Upstream corpora (attribution required):
- [MLCommons/peoples_speech](https://huggingface.co/datasets/MLCommons/peoples_speech)
— transcripts portion, CC-BY-4.0. (en-general)
- [speechcolab/gigaspeech](https://huggingface.co/datasets/speechcolab/gigaspeech)
— transcripts portion, Apache 2.0. (en-general)
- [galileo-ai/medical_transcription_40](https://huggingface.co/datasets/galileo-ai/medical_transcription_40)
— MTSamples mirror, clinical dictation. (en-medical)
- [CodCodingCode/cleaned-clinical-conversations](https://huggingface.co/datasets/CodCodingCode/cleaned-clinical-conversations)

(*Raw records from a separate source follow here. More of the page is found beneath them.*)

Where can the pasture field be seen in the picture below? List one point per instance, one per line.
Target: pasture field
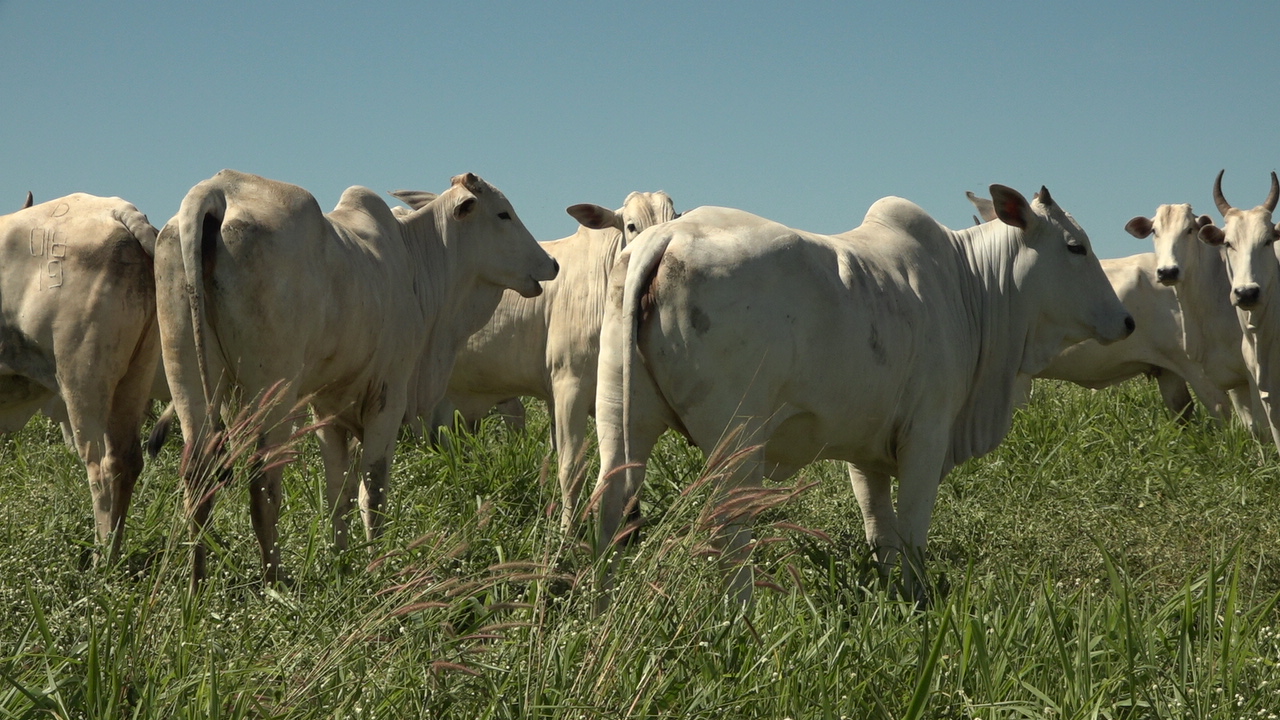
(1102, 563)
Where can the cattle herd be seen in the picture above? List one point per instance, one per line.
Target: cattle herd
(900, 347)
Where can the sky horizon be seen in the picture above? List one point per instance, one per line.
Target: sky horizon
(803, 114)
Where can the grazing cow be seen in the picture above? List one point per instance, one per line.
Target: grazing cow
(78, 320)
(360, 313)
(1248, 241)
(1210, 329)
(547, 346)
(894, 346)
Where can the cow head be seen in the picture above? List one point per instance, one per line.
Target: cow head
(639, 212)
(1247, 238)
(488, 236)
(1074, 300)
(1176, 229)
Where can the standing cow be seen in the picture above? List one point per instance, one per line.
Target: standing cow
(359, 311)
(1211, 335)
(1247, 238)
(1155, 349)
(894, 346)
(78, 322)
(547, 346)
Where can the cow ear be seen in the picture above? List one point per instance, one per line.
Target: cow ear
(1139, 227)
(465, 208)
(986, 210)
(1010, 206)
(594, 217)
(1212, 235)
(415, 199)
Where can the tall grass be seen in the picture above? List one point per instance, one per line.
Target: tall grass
(1102, 563)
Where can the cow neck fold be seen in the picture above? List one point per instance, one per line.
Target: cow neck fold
(1203, 286)
(1260, 327)
(452, 304)
(988, 259)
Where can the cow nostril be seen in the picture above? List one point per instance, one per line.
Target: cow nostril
(1247, 295)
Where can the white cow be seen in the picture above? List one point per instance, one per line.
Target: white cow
(360, 311)
(1155, 347)
(1247, 238)
(547, 346)
(894, 346)
(1211, 333)
(78, 320)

— synthetic (LLM-generated) doctor↔patient dialogues across a broad
range of conditions and specialties. (en-medical)
## Caveats
- Subword-ID-keyed. Not a word-level LM — you can't load it in a word-level
ASR decoder without first mapping through Parakeet's tokenizer.
- 4-gram with `--prune 0 0 1 1` (drops 3-grams and 4-grams seen exactly
once). If you need tighter priors, rebuild with `--prune 0 0 0 0` at the
cost of roughly 3× file size.
- Best at capturing local lexical choice (e.g. "uh huh" vs "ajá"). Doesn't
carry sentence-level priors that might rescue wholly-ambiguous short
utterances (e.g. a standalone "ajá" with no context).